Trump and his campaign aides see this ostentatious disregard for hallowed norms as an element of the Trump brand. Despite having been in office for 3½ years, Trump still wants to cast himself as some kind of rough-hewn outsider willing to smash all the china, if necessary, to “get things done.” It’s pure razzle-dazzle, designed to create the illusion of blunt effectiveness — and distract from the administration’s dismal, tragic failures.

Pence is supposedly leading the nation’s response to the coronavirus emergency. One might have expected that he, of all speakers, would at least try to deal with that crisis substantively. But one would have been wrong.

As Pence spoke, a potentially catastrophic Category 4 storm was grinding toward landfall along the Gulf Coast. Many thousands of people were trying to evacuate their homes near the Texas-Louisiana border — and, because the Trump administration so bungled its response to covid-19, had to scramble for shelter and safety in the middle of a raging pandemic.

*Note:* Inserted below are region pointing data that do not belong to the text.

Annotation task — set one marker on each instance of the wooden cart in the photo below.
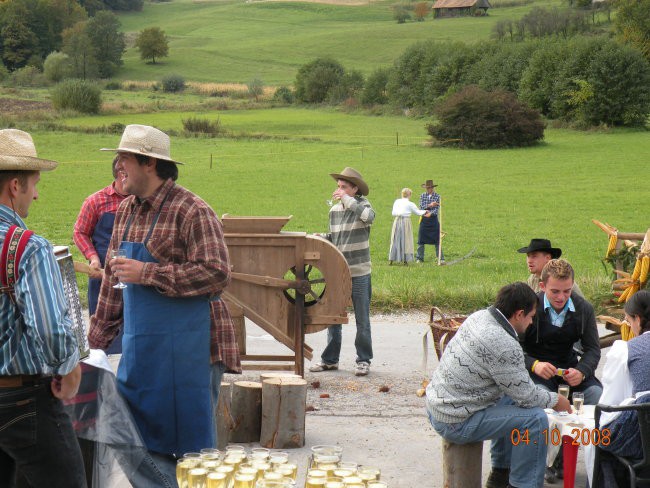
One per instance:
(288, 283)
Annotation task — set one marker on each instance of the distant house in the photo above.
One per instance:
(456, 8)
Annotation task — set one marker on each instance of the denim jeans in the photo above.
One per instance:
(36, 436)
(159, 470)
(526, 461)
(419, 255)
(361, 293)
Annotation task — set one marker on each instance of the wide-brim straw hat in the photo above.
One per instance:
(18, 153)
(145, 140)
(543, 245)
(428, 184)
(354, 177)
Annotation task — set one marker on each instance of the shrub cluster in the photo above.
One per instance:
(475, 118)
(80, 95)
(589, 81)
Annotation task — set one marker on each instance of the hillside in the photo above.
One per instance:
(236, 41)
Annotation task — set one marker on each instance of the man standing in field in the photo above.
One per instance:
(481, 390)
(538, 253)
(429, 231)
(39, 354)
(349, 222)
(178, 335)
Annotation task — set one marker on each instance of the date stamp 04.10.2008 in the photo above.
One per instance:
(579, 436)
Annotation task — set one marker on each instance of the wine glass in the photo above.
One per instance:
(118, 253)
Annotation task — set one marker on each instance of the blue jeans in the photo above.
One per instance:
(419, 255)
(36, 436)
(159, 470)
(361, 293)
(526, 462)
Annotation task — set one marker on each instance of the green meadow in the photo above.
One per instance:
(493, 201)
(236, 41)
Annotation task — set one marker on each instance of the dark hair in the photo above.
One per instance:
(22, 177)
(164, 169)
(639, 306)
(515, 296)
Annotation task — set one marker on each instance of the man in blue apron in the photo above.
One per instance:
(429, 231)
(178, 336)
(92, 234)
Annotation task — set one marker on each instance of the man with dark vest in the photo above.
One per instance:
(178, 335)
(39, 355)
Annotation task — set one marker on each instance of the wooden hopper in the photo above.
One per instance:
(288, 283)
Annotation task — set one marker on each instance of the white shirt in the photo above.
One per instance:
(403, 207)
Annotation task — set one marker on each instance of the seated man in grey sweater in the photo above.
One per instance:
(481, 390)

Meanwhile, Kenosha, Wis., was under a tense dusk-to-dawn curfew following angry protests that were sparked by the shocking police shooting Sunday of yet another Black man, Jacob Blake. Pence apparently hadn’t noticed the reason for the Kenosha protests. And he apparently really didn’t notice the killing Tuesday of two protesters, allegedly by a young White vigilante and Trump supporter.

I wasn’t surprised. Earlier in the evening, the convention brought out Michael McHale, president of the National Association of Police Organizations, to describe Biden (who wrote the 1994 crime bill) and vice-presidential nominee Kamala D. Harris (a former prosecutor) as somehow anti-police — and call Trump “the most pro-law-enforcement president we’ve ever had.” Be afraid, America, be very afraid.

But what all of this actually reveals is Trump’s own naked fear.

He and the Republicans are pulling these stunts because they know that right now, according to polls, they are losing this election. Badly. And deep down, I hope, at least some of them realize that defeat is what they richly deserve. (This is the column in its entirety.)